Dans le même sens, si le DUER mentionne la mise à disposition de masques respiration comme dispositifs de prévention des risques, l’employeur, en prononçant d’emblée une interdiction de se rendre dans les chambres froides sans autorisation préalable, laquelle n’est pas produite par les consorts [T] concernant le jour de l’accident, n’a commis aucune faute en ne mettant pas directement à la libre disposition des salariés des masques et autres dispositifs de protection destinés à prévenir les risques d’asphyxie que représente l’entrée dans les chambres froides à atmosphère contrôlée.
En conséquence, les consorts [T] ne rapportent pas la preuve qui leur incombe de ce que la SCAF [8] aurait eu connaissance d’un danger auquel [H] [T] aurait été exposé et n’aurait pas pris les mesures nécessaires pour l’en prémunir.
Par suite, aucune faute inexcusable de la SCAF [8] n’est à l’origine de l’accident mortel du travail dont a été victime [H] [T] le 18 juin 2014.
La décision déférée sera donc infirmée en ce qu’elle a jugé irrecevable l’action en reconnaissance de la faute inexcusable mais confirmée en ce qu’elle a débouté les Consorts [T] de leurs demandes.
Sur les dépens
Les consorts [T], parties perdantes, supporteront les dépens de l’instance.

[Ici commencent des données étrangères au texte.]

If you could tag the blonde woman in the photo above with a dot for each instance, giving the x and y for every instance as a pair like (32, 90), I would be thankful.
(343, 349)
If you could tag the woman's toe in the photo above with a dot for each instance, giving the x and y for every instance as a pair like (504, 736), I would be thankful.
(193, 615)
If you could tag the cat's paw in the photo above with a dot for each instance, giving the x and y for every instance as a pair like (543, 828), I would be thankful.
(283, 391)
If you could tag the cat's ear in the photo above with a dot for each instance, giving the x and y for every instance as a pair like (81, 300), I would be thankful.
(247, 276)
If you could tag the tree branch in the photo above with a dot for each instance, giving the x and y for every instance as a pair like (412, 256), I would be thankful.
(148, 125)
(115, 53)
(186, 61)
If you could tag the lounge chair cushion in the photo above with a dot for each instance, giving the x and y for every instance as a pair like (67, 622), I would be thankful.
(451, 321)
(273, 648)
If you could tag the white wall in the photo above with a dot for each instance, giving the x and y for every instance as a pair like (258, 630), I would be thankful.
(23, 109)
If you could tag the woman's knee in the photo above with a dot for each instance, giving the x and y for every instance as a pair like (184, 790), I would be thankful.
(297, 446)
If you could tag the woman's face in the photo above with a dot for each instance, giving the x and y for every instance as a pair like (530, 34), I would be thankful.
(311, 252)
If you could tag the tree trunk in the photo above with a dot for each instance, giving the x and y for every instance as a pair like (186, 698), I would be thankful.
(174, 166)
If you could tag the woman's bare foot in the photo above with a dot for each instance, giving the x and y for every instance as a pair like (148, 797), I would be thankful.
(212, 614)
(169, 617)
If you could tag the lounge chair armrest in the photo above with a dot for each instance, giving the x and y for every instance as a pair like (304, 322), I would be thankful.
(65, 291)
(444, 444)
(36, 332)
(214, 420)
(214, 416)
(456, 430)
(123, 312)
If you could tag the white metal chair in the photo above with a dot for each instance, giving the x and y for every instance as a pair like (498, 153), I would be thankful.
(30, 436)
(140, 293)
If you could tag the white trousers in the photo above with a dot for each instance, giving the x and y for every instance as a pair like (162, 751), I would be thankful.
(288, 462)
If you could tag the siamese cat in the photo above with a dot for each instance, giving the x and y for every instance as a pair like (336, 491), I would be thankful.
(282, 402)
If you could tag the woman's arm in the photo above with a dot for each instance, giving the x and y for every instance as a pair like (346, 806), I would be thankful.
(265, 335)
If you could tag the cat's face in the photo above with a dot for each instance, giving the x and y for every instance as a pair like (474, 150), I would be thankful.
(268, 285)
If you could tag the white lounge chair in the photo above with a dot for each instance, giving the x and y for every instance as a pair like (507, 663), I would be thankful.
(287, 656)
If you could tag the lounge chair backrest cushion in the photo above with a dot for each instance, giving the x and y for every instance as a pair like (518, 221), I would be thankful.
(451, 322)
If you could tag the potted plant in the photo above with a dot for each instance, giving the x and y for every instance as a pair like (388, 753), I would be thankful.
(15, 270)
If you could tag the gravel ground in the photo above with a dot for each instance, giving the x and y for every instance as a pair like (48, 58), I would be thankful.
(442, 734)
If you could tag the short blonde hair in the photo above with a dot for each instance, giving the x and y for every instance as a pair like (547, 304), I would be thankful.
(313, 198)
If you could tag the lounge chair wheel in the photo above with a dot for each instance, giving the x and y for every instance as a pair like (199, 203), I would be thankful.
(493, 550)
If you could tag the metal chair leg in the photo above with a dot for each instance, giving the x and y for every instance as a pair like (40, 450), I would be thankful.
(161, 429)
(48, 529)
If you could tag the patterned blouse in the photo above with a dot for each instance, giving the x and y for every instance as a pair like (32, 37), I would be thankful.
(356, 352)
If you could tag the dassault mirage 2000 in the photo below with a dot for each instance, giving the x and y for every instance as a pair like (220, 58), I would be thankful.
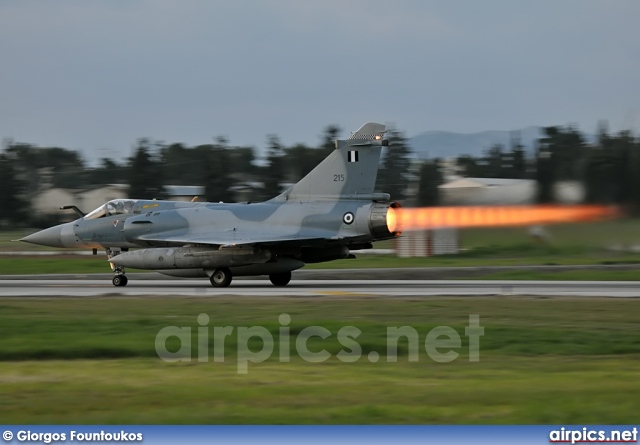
(330, 212)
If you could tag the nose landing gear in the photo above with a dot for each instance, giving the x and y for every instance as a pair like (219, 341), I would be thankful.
(120, 279)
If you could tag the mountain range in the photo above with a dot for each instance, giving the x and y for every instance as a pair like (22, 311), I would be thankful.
(444, 144)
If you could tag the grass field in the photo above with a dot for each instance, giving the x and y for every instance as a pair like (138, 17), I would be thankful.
(542, 360)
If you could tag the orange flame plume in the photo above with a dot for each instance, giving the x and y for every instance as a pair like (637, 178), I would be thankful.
(495, 216)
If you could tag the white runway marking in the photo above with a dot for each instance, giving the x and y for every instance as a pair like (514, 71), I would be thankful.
(317, 288)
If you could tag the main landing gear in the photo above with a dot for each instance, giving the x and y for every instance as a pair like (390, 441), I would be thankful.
(280, 279)
(120, 279)
(221, 277)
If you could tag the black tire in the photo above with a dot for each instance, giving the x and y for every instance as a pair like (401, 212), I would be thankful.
(280, 279)
(221, 277)
(120, 280)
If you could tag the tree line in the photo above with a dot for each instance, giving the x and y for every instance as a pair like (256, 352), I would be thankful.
(608, 168)
(219, 167)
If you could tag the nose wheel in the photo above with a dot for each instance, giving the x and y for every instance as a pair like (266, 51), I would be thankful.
(221, 277)
(120, 279)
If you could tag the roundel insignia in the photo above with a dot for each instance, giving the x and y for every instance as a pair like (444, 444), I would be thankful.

Sur l’article 700 du code de procédure civile
L’équité ne commande pas de faire application des dispositions de l’article 700 du code de procédure civile en l’espèce.
PAR CES MOTIFS
La cour, statuant publiquement, par arrêt réputé contradictoire, en matière de sécurité sociale et en dernier ressort ;
Infirme le jugement rendu le 11 juillet 2024 par le tribunal judiciaire d’Avignon, contentieux de la protection sociale,
Statuant sur les dispositions réformées et y ajoutant,
Juge que l’instance engagée devant le tribunal judiciaire d’Avignon par Mme [U] [V] [K] [O] veuve [T], Mme [W] [T] et M. [P] [T] n’est pas prescrite,
Juge l’action engagée par Mme [U] [V] [K] [O] veuve [T], Mme [W] [T] et M. [P] [T] en reconnaissance de faute inexcusable de son employeur recevable et non fondée,
Déboute Mme [U] [V] [K] [O] veuve [T], Mme [W] [T] et M. [P] [T] de l’intégralité de leurs prétentions,
Dit n’y avoir lieu à application au titre de l’article 700 du code de procédure civile en voie d’appel,
Rejette les demandes plus amples ou contraires,
Déclare le présent arrêt commun et opposable à la caisse Mutualité sociale agricole Alpes Vaucluse,
Condamne Mme [U] [V] [K] [O] veuve [T], Mme [W] [T] et M. [P] [T] aux dépens de la procédure de première instance et d’appel.
Arrêt signé par le président et par le greffier.